Character N-Gram

N-Gram Fuzzy-Matching Information-Retrieval Language-Modelling Tokenisation Similarity Needs-Review

What it is

A character n-gram is an n-gram computed over individual characters rather than words. Instead of sliding a window across a sequence of tokens, the window slides across the raw character sequence of a string — spaces, punctuation, and all.

From the word "colour" with n = 3, the character trigrams are: col, olo, lou, our.

From the phrase "ice cream" with n = 2, the character bigrams are: ic, ce, e , c, cr, re, ea, am — the space between words becomes a character like any other.

This single decision — operating on characters, not words — has a large practical consequence: character n-grams require no tokeniser, no language-specific word boundary rules, and no dictionary. A pipeline built on character n-grams works identically on English, Arabic, Finnish, Japanese, and code, because all of those are ultimately sequences of characters.

How it works

The extraction procedure is identical to word n-gram extraction, with the input sequence replaced by list(string):

def char_ngrams(text: str, n: int) -> list[str]:
    return [text[i : i + n] for i in range(len(text) - n + 1)]

char_ngrams("colour", 3)
# ['col', 'olo', 'lou', 'our']

char_ngrams("ice cream", 2)
# ['ic', 'ce', 'e ', ' c', 'cr', 're', 'ea', 'am']

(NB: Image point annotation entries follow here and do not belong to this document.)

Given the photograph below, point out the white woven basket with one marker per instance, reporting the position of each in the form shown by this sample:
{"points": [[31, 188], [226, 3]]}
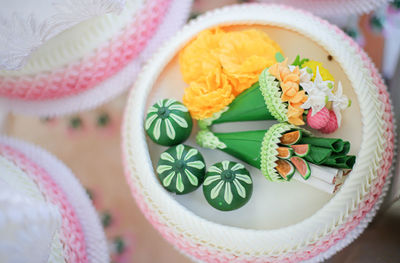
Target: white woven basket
{"points": [[210, 236]]}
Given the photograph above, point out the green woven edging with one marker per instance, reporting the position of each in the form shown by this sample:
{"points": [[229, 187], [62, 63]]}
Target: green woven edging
{"points": [[207, 139], [269, 88], [207, 122], [269, 148]]}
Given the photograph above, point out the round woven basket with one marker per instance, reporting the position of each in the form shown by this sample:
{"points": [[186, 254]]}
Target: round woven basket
{"points": [[72, 73], [263, 231], [81, 234]]}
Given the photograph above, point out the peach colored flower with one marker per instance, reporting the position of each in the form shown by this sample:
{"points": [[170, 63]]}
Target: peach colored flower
{"points": [[291, 93]]}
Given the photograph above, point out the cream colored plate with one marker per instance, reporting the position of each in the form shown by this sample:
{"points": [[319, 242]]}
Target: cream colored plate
{"points": [[273, 205]]}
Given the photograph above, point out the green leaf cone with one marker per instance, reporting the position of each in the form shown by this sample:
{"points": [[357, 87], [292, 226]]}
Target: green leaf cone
{"points": [[248, 106], [259, 148]]}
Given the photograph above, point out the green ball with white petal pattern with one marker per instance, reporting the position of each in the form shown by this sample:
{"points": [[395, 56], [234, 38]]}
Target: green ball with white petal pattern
{"points": [[168, 122], [227, 186], [181, 169]]}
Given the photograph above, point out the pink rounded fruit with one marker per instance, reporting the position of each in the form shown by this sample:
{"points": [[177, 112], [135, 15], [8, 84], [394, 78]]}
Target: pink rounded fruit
{"points": [[319, 120], [332, 125]]}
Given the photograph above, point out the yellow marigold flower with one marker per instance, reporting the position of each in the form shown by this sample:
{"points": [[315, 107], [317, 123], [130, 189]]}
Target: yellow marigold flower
{"points": [[325, 74], [244, 55], [199, 57], [208, 95]]}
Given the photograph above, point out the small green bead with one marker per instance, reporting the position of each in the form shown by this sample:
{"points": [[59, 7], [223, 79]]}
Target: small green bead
{"points": [[106, 219], [119, 245], [103, 119], [227, 186], [75, 122], [168, 122], [181, 169]]}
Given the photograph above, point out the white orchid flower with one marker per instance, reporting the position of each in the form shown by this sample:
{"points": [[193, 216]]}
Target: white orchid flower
{"points": [[339, 102], [316, 99], [326, 86]]}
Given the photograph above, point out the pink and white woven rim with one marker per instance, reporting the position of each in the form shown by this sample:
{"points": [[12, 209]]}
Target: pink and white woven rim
{"points": [[177, 14], [81, 232], [104, 62], [336, 240], [329, 8]]}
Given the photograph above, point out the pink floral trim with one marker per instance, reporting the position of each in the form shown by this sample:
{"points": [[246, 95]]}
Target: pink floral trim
{"points": [[213, 255], [97, 67], [72, 236]]}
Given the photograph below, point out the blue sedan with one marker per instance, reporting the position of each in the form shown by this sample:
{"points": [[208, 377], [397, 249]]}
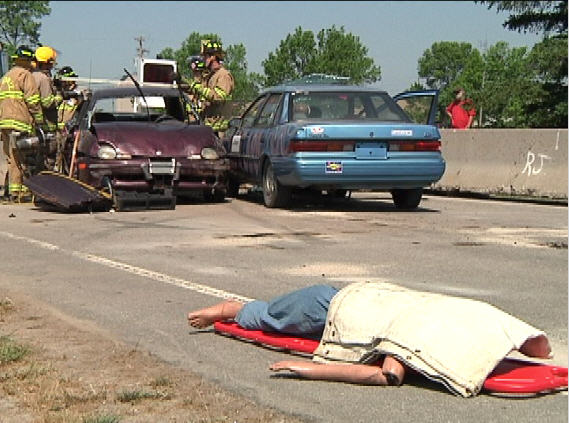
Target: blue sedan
{"points": [[336, 138]]}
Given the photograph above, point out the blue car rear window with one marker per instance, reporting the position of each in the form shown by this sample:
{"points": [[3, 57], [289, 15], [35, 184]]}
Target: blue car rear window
{"points": [[339, 106]]}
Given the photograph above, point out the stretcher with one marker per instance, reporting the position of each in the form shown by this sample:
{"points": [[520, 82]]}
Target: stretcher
{"points": [[511, 376]]}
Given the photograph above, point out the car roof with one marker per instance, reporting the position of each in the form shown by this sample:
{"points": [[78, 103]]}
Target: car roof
{"points": [[321, 88], [149, 91]]}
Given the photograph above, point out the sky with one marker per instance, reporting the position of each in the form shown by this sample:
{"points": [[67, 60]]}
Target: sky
{"points": [[97, 38]]}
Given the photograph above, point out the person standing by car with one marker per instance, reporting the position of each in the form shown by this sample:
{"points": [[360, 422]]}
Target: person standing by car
{"points": [[67, 108], [216, 89], [72, 98], [461, 111], [20, 112], [199, 73], [49, 98]]}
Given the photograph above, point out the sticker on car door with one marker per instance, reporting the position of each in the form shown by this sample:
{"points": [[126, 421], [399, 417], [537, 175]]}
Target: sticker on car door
{"points": [[334, 167], [236, 144]]}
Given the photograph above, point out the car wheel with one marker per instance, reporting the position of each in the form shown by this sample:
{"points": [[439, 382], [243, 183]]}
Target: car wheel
{"points": [[214, 195], [274, 194], [407, 199], [233, 187]]}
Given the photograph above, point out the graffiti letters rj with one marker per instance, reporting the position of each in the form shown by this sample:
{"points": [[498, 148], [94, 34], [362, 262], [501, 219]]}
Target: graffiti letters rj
{"points": [[534, 165]]}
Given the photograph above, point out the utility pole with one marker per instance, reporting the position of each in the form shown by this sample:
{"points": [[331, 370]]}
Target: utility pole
{"points": [[140, 50]]}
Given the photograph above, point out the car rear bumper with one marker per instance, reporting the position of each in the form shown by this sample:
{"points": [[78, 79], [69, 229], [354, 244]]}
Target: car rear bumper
{"points": [[399, 170], [184, 175]]}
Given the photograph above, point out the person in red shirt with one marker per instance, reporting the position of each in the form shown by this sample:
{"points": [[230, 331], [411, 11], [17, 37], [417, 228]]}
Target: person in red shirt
{"points": [[461, 111]]}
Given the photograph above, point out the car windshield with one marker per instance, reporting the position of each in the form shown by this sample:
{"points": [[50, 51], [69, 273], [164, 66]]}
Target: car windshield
{"points": [[338, 106], [134, 108]]}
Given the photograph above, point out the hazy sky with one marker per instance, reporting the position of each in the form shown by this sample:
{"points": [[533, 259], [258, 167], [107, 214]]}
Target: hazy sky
{"points": [[98, 38]]}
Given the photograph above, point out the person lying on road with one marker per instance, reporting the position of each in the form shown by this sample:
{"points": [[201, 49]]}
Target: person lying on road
{"points": [[389, 327]]}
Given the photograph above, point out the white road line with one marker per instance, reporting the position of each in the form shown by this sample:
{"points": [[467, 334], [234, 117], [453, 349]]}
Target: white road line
{"points": [[139, 271]]}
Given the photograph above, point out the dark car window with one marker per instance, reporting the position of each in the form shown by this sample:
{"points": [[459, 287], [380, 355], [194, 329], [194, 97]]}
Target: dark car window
{"points": [[269, 110], [338, 106], [249, 117], [134, 108]]}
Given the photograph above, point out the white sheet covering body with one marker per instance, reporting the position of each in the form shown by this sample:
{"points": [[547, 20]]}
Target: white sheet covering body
{"points": [[452, 340]]}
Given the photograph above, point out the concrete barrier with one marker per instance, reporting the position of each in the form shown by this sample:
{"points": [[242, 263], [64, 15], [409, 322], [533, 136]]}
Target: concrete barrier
{"points": [[526, 162]]}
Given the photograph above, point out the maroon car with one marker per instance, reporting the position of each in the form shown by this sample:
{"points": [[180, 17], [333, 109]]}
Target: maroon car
{"points": [[144, 150]]}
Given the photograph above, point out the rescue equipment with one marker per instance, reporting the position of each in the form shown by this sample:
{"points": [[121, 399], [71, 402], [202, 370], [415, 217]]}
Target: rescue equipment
{"points": [[56, 191]]}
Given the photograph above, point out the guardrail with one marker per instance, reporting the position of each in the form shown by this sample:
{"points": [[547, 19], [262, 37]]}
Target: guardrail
{"points": [[511, 162]]}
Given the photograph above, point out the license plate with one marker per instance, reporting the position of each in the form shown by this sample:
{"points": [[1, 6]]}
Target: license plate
{"points": [[371, 151], [162, 167]]}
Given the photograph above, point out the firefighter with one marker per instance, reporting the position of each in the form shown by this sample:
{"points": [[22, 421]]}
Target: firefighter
{"points": [[197, 66], [49, 99], [20, 114], [216, 89], [68, 107], [72, 98]]}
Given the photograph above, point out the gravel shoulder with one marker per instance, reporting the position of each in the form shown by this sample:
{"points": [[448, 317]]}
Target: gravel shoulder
{"points": [[73, 371]]}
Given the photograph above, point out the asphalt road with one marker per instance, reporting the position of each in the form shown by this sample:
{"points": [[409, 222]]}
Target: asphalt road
{"points": [[137, 274]]}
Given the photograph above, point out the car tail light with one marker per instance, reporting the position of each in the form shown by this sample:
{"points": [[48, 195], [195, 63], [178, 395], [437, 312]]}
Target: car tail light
{"points": [[209, 153], [297, 146], [421, 145]]}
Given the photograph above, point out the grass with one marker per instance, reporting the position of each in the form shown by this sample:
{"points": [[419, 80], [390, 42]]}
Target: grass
{"points": [[137, 395], [11, 351], [102, 419], [161, 381]]}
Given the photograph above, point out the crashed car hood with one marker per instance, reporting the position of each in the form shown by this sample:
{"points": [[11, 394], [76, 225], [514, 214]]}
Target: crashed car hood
{"points": [[169, 139]]}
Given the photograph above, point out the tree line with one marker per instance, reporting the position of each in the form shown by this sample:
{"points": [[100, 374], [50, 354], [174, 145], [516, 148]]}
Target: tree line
{"points": [[512, 87]]}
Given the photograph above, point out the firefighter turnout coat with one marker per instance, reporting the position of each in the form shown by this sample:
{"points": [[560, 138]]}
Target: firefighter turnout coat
{"points": [[49, 100], [20, 106], [217, 93]]}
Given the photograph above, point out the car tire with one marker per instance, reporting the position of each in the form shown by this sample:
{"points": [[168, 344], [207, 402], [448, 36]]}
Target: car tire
{"points": [[274, 193], [407, 199], [233, 187], [214, 195]]}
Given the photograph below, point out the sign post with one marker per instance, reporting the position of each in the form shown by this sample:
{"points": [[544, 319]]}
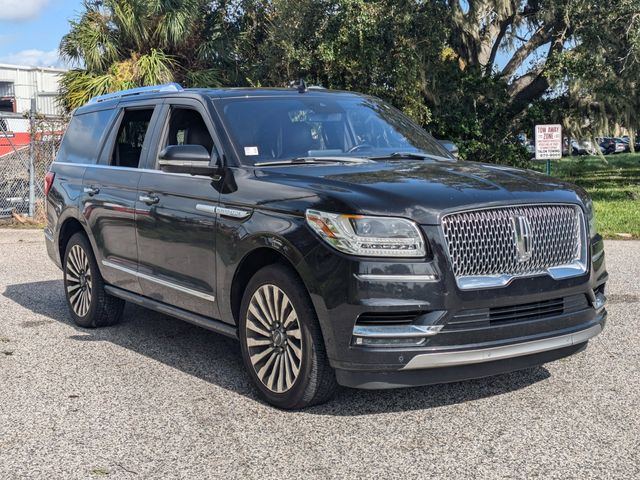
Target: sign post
{"points": [[548, 144]]}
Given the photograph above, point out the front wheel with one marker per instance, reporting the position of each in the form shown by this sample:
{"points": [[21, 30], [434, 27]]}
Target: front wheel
{"points": [[89, 304], [282, 346]]}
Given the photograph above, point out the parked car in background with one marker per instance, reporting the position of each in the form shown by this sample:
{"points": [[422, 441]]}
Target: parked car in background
{"points": [[329, 234], [584, 147], [451, 147], [622, 145]]}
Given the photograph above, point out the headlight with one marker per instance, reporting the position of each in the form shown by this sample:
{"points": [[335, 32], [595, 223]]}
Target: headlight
{"points": [[591, 218], [368, 236]]}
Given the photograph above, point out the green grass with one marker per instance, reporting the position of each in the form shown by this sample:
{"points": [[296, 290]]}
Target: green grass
{"points": [[614, 185]]}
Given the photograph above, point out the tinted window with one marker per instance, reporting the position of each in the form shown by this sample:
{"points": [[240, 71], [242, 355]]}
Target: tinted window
{"points": [[130, 138], [266, 129], [83, 138], [187, 127]]}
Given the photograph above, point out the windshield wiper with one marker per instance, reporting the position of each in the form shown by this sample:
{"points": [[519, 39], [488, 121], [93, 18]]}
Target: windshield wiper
{"points": [[403, 156], [311, 161]]}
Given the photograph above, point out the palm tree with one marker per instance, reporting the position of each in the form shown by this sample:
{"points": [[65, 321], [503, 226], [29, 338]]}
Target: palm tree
{"points": [[120, 44]]}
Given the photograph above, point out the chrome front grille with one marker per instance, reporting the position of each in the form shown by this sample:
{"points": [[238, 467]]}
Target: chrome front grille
{"points": [[490, 247]]}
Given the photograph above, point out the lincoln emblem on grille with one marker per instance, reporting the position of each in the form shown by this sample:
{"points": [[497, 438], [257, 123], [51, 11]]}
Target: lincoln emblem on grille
{"points": [[522, 237]]}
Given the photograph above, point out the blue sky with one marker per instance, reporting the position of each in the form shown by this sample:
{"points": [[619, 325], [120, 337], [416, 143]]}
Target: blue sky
{"points": [[30, 30]]}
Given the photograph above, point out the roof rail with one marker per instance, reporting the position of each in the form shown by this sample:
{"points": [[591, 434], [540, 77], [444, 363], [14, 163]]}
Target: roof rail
{"points": [[167, 87]]}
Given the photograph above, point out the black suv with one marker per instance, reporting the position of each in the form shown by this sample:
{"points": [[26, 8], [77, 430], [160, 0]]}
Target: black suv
{"points": [[338, 241]]}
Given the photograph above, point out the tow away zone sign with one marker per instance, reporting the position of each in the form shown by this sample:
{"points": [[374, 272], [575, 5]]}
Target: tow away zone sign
{"points": [[548, 142]]}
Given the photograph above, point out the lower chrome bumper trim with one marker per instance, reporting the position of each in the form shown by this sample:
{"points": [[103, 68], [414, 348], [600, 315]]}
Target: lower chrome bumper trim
{"points": [[465, 357]]}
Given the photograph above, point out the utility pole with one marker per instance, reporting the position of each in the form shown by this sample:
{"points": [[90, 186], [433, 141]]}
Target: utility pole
{"points": [[32, 160]]}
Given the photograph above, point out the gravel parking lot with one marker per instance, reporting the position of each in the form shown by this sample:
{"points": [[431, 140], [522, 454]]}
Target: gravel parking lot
{"points": [[158, 398]]}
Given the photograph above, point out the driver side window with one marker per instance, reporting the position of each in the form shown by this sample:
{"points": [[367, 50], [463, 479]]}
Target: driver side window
{"points": [[187, 127]]}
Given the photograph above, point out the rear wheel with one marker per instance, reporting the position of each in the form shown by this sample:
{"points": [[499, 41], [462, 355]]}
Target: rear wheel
{"points": [[89, 304], [282, 346]]}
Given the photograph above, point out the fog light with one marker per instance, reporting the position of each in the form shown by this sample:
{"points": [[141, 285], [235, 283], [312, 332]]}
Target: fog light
{"points": [[393, 335], [388, 342], [599, 302]]}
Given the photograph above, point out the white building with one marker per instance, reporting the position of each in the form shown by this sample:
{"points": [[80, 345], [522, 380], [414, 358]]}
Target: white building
{"points": [[19, 84]]}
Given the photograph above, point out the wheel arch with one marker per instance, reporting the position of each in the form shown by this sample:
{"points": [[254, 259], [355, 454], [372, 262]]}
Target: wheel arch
{"points": [[69, 227], [251, 263]]}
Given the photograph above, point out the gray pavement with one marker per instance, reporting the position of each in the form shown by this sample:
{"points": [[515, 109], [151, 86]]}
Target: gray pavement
{"points": [[158, 398]]}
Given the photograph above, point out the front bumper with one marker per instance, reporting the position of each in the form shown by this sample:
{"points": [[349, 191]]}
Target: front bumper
{"points": [[445, 351]]}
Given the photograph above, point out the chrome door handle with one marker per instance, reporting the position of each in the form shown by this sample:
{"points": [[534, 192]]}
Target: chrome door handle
{"points": [[149, 199]]}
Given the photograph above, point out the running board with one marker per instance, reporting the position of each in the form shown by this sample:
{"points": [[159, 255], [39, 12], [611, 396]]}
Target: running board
{"points": [[193, 318]]}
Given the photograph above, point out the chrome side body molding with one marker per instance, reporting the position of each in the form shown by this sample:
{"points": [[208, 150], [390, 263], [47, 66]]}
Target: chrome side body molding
{"points": [[159, 281]]}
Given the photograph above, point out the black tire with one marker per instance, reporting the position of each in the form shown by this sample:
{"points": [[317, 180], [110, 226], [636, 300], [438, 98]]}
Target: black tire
{"points": [[97, 308], [315, 382]]}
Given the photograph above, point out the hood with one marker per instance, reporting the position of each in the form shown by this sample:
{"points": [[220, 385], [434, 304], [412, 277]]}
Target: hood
{"points": [[419, 190]]}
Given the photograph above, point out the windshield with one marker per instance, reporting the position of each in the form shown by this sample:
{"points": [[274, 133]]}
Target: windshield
{"points": [[284, 128]]}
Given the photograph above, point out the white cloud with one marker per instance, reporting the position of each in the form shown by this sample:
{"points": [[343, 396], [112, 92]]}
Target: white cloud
{"points": [[34, 58], [21, 9]]}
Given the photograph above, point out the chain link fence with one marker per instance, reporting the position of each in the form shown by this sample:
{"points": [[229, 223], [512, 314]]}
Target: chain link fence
{"points": [[27, 148]]}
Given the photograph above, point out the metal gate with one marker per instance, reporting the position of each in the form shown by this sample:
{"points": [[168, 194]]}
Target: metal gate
{"points": [[27, 148]]}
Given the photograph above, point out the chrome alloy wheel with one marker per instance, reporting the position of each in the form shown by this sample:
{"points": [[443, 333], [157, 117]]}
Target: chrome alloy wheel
{"points": [[79, 284], [274, 338]]}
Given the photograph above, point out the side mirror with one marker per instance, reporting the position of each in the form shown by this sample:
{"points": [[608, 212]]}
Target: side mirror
{"points": [[191, 159], [451, 147]]}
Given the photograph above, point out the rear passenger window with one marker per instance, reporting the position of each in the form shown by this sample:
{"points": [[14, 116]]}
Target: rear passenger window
{"points": [[83, 138], [187, 127], [130, 138]]}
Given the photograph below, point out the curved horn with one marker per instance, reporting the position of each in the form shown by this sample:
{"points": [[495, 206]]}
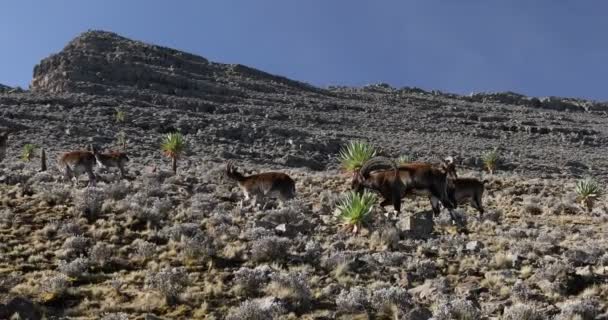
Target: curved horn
{"points": [[377, 163]]}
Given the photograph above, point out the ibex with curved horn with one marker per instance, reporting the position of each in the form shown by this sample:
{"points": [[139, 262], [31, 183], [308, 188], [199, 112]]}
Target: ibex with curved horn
{"points": [[394, 182], [263, 184]]}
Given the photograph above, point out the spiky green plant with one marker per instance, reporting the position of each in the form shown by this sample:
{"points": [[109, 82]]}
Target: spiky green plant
{"points": [[587, 191], [121, 139], [28, 152], [490, 160], [403, 159], [173, 146], [355, 208], [121, 115], [355, 154]]}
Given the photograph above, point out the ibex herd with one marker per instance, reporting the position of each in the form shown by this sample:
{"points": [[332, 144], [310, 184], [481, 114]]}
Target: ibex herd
{"points": [[74, 163], [381, 175]]}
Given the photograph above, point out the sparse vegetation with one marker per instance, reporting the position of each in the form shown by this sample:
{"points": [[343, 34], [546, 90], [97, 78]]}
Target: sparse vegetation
{"points": [[173, 146], [170, 282], [490, 160], [355, 154], [355, 208], [27, 154], [121, 140], [121, 116], [587, 192], [404, 159]]}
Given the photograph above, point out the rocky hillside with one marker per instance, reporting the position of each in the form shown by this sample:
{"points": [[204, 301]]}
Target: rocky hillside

A string of length L produces L − n + 1 character n-grams. For a 6-character word with n = 3, that is 4 trigrams. Whether to include spaces and punctuation is a design choice: including them encodes boundary information ( co and co are distinct); stripping them makes the index slightly more compact and reduces noise from spacing inconsistencies.

Example

Fuzzy search via trigram index. The word "brownie" has character trigrams: bro, row, owi, wie, ies.

A user types "browni" (missing the final e). Its trigrams are: bro, row, owi, win.

Shared trigrams: bro, row, owi — three out of four query trigrams match. A trigram index lookup retrieves "brownie" as a candidate, which an edit-distance ranker then confirms as the closest match. No full vocabulary scan was needed.

[illustrate: two token chips — “brownie” and “browni” — each expanded into their trigram sets shown as rows of chips below; shared trigrams highlighted with connecting lines between the two rows, unmatched trigrams in muted colour]

Variants and history

Trigram indexes for fuzzy search. The use of character trigrams to support approximate string matching was established by Ukkonen (1992) and later Gravano et al. The approach is now standard in PostgreSQL (pg_trgm), search engines, and spell-checkers: index every term’s trigram set at write time; at query time, retrieve terms sharing enough trigrams with the query; rerank by edit distance. Bigrams match too broadly; 4-grams miss single-character typos entirely. Trigrams occupy the practical sweet spot for most Western-script vocabularies.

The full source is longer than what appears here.